TJDFT julga improcedente, ação de improbidade administrativa, contra ex-secretário de Saúde Rafael Barbosa

A 5ª Turma Cível do TJDFT, em grau de recurso, manteve sentença do juiz da 2ª Vara da Fazenda Pública do DF, que julgou improcedente a ação de improbidade ajuizada pelo MPDFT contra o ex-secretário de Saúde do DF Rafael de Aguiar Barbosa, Maria Natividade Gomes da Silva Santana e Wilmar Lacerda.

A ação de improbidade questionava a regularidade das contratações de médicos temporários para a Secretaria de Saúde, em desacordo com as hipóteses previstas pela Lei Distrital nº 4.266/2008 e o Termo de Ajustamento de Conduta – TAC nº 01/2011, e pedia a condenação dos réus por crime de responsabilidade.

Segundo o órgão ministerial, o TAC, subscrito pelo então secretário de Saúde, estabelecia que as contratações temporários seriam realizadas como medida excepcionalíssima, pelo prazo de seis meses, com possibilidade de prorrogação por uma única vez, desde que estritamente necessário. Além disso, ficou estabelecida a necessidade de imediata e concomitante deflagração de concurso público; a obrigatoriedade de que os vencimentos dos contratados temporariamente não fossem superiores aos dos cargos efetivos; bem como que houvesse aumento dos vencimentos da carreira médica e a melhoria das condições de trabalho. No entanto, nada do ajustado foi seguido pela Secretaria de Saúde, tendo sido realizado apenas um concurso público, insuficiente para suprir a demanda, e novas contratações temporárias, de maneira sistemática e sem justificativa, ferindo os princípios da legalidade, moralidade e impessoalidade.

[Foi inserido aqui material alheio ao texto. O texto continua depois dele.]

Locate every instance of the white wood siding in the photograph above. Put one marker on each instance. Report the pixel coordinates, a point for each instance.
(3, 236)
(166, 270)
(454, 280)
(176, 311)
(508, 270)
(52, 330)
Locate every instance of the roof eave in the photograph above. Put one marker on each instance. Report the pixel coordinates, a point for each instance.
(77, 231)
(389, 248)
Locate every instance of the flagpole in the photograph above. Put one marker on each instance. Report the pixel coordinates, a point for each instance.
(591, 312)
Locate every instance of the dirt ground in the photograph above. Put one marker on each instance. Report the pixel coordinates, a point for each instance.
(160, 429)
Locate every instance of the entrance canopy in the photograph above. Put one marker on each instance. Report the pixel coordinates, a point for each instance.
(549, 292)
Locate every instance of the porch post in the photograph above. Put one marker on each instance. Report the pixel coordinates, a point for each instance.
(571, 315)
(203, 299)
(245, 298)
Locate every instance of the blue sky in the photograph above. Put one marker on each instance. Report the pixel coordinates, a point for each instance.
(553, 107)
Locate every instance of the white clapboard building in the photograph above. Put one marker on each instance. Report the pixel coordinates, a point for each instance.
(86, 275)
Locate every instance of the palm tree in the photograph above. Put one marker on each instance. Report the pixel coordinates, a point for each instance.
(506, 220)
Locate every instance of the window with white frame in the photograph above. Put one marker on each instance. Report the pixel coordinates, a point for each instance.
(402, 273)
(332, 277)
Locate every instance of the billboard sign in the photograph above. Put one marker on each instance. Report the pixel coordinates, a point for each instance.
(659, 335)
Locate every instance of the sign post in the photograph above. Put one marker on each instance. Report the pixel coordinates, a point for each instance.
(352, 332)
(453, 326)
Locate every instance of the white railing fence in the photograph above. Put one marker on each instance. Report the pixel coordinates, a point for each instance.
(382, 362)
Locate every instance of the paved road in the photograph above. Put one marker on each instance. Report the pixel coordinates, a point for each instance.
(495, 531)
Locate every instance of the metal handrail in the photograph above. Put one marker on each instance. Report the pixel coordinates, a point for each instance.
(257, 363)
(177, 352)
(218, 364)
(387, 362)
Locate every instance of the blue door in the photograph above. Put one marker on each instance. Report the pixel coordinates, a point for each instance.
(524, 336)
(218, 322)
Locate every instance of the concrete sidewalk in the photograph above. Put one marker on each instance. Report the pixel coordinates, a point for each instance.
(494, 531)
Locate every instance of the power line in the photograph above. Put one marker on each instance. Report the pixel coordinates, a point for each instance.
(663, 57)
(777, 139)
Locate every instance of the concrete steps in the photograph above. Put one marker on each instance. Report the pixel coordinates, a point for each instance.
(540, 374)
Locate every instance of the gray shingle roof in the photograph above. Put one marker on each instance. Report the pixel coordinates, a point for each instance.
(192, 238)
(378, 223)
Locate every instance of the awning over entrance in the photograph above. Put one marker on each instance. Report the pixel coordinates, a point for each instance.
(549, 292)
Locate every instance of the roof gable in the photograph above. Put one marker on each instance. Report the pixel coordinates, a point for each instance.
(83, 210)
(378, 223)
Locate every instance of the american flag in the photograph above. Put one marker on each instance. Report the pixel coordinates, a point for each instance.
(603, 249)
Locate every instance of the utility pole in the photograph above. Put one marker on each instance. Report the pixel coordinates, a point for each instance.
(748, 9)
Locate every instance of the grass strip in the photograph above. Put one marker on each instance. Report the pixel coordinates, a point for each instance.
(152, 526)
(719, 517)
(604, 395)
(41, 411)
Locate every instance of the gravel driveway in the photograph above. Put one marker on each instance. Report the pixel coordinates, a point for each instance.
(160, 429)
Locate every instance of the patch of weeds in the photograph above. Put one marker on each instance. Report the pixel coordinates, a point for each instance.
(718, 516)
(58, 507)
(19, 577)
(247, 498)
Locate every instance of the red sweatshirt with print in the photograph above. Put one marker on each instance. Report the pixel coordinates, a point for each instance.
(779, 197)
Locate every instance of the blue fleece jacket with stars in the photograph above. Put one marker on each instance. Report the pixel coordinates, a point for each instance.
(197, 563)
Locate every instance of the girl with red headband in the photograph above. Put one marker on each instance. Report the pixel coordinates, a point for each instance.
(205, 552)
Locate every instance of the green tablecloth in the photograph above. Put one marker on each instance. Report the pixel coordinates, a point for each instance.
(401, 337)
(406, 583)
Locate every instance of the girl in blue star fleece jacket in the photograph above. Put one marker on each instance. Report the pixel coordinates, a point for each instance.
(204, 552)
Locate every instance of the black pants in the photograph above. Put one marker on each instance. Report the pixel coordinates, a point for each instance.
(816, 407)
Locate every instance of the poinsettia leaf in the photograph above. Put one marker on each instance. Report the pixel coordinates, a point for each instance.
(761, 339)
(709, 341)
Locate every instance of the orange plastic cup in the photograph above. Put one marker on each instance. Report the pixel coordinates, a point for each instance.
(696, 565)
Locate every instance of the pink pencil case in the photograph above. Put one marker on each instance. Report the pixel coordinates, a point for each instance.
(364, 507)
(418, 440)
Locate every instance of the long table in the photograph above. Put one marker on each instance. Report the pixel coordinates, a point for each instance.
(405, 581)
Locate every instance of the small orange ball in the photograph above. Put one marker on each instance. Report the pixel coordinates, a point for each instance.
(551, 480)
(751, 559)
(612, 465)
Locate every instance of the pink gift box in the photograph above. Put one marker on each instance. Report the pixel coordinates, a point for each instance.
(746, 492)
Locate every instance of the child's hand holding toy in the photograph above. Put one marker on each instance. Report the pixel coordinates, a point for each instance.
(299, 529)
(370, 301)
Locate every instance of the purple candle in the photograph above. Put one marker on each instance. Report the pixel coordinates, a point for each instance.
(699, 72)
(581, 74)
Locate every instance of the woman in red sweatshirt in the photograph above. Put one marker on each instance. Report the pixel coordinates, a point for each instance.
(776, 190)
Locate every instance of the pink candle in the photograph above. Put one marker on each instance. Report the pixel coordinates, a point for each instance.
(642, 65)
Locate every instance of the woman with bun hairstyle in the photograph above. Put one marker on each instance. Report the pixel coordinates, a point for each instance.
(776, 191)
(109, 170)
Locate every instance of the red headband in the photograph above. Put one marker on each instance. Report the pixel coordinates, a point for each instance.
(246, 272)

De acordo com a decisão do juiz de 1ª Instância, “é necessário distinguir o ato ímprobo, reprovável e passível de graves sanções da má administração para não banalizar ações de atos de improbidade. A má administração deve ser rechaçada pelos órgãos de controle interno e externo, pela atuação fiscalizatória do Poder Legislativo com o permanente auxílio do Tribunal de Contas, pelo Ministério Público e, por último e não menos importante, por todo cidadão. O fato de o réu não realizar concurso público no período de oito meses após avocar a competência para tanto não implica em ato desonesto caracterizador de improbidade, salvo hipótese de dolo, ainda que genérico, de frustrar a licitude de concurso público. Tal dolo não foi demonstrado pelo MPDFT”.

Ao analisar o recurso do órgão ministerial, a Turma Cível manteve a decisão do magistrado, à unanimidade.